Overall: Inadequate read more about inspection ratings

Seeleys House, Campbell Drive, Beaconsfield, Buckinghamshire, HP9 1TF

Provided and run by:
Buckinghamshire Care Limited

Important: The provider of this service changed. See new profile
Important: The provider of this service changed. See old profile

All Inspections

14 November 2016

During a routine inspection

Seeleys Respite Centre provides short term accommodation to adults with profound learning disability, some of whom will have a physical disability. The service is registered to provide support to 12 people. At the time of out inspection seven people were being supported.

This comprehensive inspection took place on 14 and 23 November 2016. It was conducted to follow up on previous enforcement action taken.

We previously inspected the service on 12 and 13 April 2016. We found breaches of the Health and Social Care Act 2008. We found people who used the service were not protected against the risk of unsafe premises and environmental hazards. We took enforcement action to ensure people’s safety and ensure improvement occurred at the service. We served a warning notice to the provider following the inspection. A warning notice gives a date the service must be compliant by. The date the service needed to be compliant by was 30 May 2016. The provider sent us an action plan detailing how they intended to improve. You can read the report from our last comprehensive inspection, by selecting the 'all reports' link for ‘Seeleys Respite Centre’ on our website at www.cqc.org.uk.

The service had a registered manager in post. A registered manager is a person who has registered with the Care Quality Commission (CQC) to manage the service. Like registered providers, they are ‘registered persons’. Registered persons have legal responsibility for meeting the requirements in the Health and Social Care Act 2008 and associated Regulations about how the service is run.

At this inspection we found the service had not responded to our previous concerns. We found continued breaches of the Health and Social Care Act 2008. People were still placed at risk due to unsafe premises. The service had not assessed hazards within the home for instance, we found a number of items were easily accessible to people which could have posed as a strangulation risk. We found a light fitting in the main dining area had exposed electrical wires which could have caused harm to people.

Risk posed by the environment had not been assessed and reduced. In all twelve bedrooms we found loose electrical cables. These were from televisions, radios and sensory equipment. The cables presented a risk to people as they could be used for self-harm, or could have caused an accident. Staff were not clear on the support people required in the event of a fire. Risk to people had not been assessed and reviewed to ensure support was available to reduce the likelihood of harm.

The environment had not been kept clean and was not well maintained. We found open waste bins in communal areas. This meant people had access to waste.

People were not protected from abuse. Some people had come to harm as a result of physical assault by other people who used the service. We found incidents of physical abuse had not been reported to the local authority or to CQC. We found the service had not investigated these incidents to prevent people being harmed in the future.

People were not supported to exercise their human rights. The service failed to act within the core principles of the Mental Capacity Act 2005. Where people had been assessed an incapable of consenting to care and treatment, the service did not ensure it followed a best interest process to ensure the person’s rights were upheld.

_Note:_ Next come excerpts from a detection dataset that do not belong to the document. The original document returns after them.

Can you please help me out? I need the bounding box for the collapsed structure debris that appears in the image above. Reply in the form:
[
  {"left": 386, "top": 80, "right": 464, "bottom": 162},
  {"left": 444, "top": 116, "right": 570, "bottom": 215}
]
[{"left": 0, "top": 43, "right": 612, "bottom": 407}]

People were not always treated with dignity and respect. We found curtains did not sufficiently cover windows. This meant people could be viewed from the outside. We observed people who were not receiving support from the service had free access to the home. We observed one person walking into office areas, bedrooms and communal lounges. This person had not been invited into the home by anyone staying at the service.

The service did not ensure people received their medicines as prescribed. We found that some people did not have an up to date consent letter from their GP, verifying the medicines they were currently prescribed. Therefore, we could not be assured that the service was administering the correct medicines to people. We have made a recommendation about the pre-admission process in the report.

The service did not have robust recruitment process, which meant it did not ensure staff employed had the right skills and attributes to work with people. We received concerns from staff about staffing levels. Some staff felt they were placed at risk of harm due to staffing numbers being too low. We spoke with the registered manager about this. They felt staffing was adequate. Staff were shared with the adjoining day centre. We have made a recommendation about staffing in the report.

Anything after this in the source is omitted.